In the follow-up discussion under the moderation of Turkish-German journalist Nalan Sipar, who many of our readers will know as the co-host of the popular #SizdeDurulmarNasil dialogue format, Dilşad Budak-Sarıoğlu, Ilgıt Uçum and the director of the play, İrem Aydın, discuss immigration from a personal perspective and answer the audience’s comments and questions. It became clear at the beginning that the Turkish perception on German Turks is very different from what they are actually going through. Director Aydin who at the time of the creation of the performance was preparing for moving to Berlin herself, saw Budak- Sarıoğlu’s story as a preparation for what she will have to face in Germany and showed how little is known about the struggles of the so-called “Gastarbeiter” and the following generations who grew up in a different culture. On Sipar’s question on how it is to grow up in two cultures and having two identities, Budak-Sarıoğlu indicates that there are actually three identities: the German, Turkish and “Almancı” identity, a (derogatory) term for the German Turks, which brings another layer to the already complicated issue.
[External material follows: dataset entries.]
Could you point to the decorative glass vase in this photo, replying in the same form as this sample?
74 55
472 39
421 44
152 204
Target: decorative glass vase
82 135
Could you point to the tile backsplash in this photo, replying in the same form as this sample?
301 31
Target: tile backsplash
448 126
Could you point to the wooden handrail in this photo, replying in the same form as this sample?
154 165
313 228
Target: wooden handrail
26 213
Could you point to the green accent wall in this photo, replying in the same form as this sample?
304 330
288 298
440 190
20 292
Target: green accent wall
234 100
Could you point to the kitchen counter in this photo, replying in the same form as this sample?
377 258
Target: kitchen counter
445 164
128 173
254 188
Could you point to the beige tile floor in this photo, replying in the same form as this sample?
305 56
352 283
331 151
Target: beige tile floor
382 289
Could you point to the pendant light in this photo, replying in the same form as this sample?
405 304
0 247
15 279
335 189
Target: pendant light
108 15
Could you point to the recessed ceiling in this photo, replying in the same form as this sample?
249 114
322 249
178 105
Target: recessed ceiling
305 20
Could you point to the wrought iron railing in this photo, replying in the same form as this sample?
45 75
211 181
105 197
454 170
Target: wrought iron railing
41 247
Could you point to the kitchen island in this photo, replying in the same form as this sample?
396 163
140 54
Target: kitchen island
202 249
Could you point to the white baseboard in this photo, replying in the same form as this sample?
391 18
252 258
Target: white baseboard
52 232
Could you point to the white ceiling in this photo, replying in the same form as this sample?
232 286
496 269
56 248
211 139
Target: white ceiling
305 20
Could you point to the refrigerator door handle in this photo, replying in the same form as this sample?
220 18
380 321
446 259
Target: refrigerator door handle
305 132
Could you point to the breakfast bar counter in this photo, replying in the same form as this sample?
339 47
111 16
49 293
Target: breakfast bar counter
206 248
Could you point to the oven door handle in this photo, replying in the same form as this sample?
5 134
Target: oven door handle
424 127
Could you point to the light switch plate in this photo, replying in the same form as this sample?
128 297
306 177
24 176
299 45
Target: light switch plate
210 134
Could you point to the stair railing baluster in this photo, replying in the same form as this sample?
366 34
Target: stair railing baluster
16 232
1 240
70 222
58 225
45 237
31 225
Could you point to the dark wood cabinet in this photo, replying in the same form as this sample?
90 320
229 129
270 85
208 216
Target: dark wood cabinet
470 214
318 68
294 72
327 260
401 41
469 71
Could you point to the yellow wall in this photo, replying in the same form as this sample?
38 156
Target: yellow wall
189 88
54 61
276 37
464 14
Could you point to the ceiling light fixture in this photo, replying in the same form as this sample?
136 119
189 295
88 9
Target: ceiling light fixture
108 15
For the supporting actress Ilgıt Uçum, who was born and raised in Turkey, it was not hard to familiarize with her colleagues story and bring her feelings on the stage as for her it eventually is the story of all of humanity trying to find a place in this world. This finding was also in line with the audiences’ feedback as every single one could find themselves in the play. In order to add a more socio-political layer as well, Nalan Sipar and Dilşad Budak-Sarıoğlu discussed about the German education system and the responsibility of the German state to provide equal chances for every citizen as people with a migration background and children from working class families have a provably harder time to succeed in the German school system than their German peers and those from academic families. The discussion ended with Budak-Sarioglu talking about possible future projects.
All in all, this jointly organized event will have a transnational impact as it is bilingual, attracting participation from both Germany and Turkey, and also contributing to the German-Turkish dialogue with its content. Moreover, due to its broad target audience, it forms the basis for building a political network, as it highlights the common interests between the multipliers involved and FNF.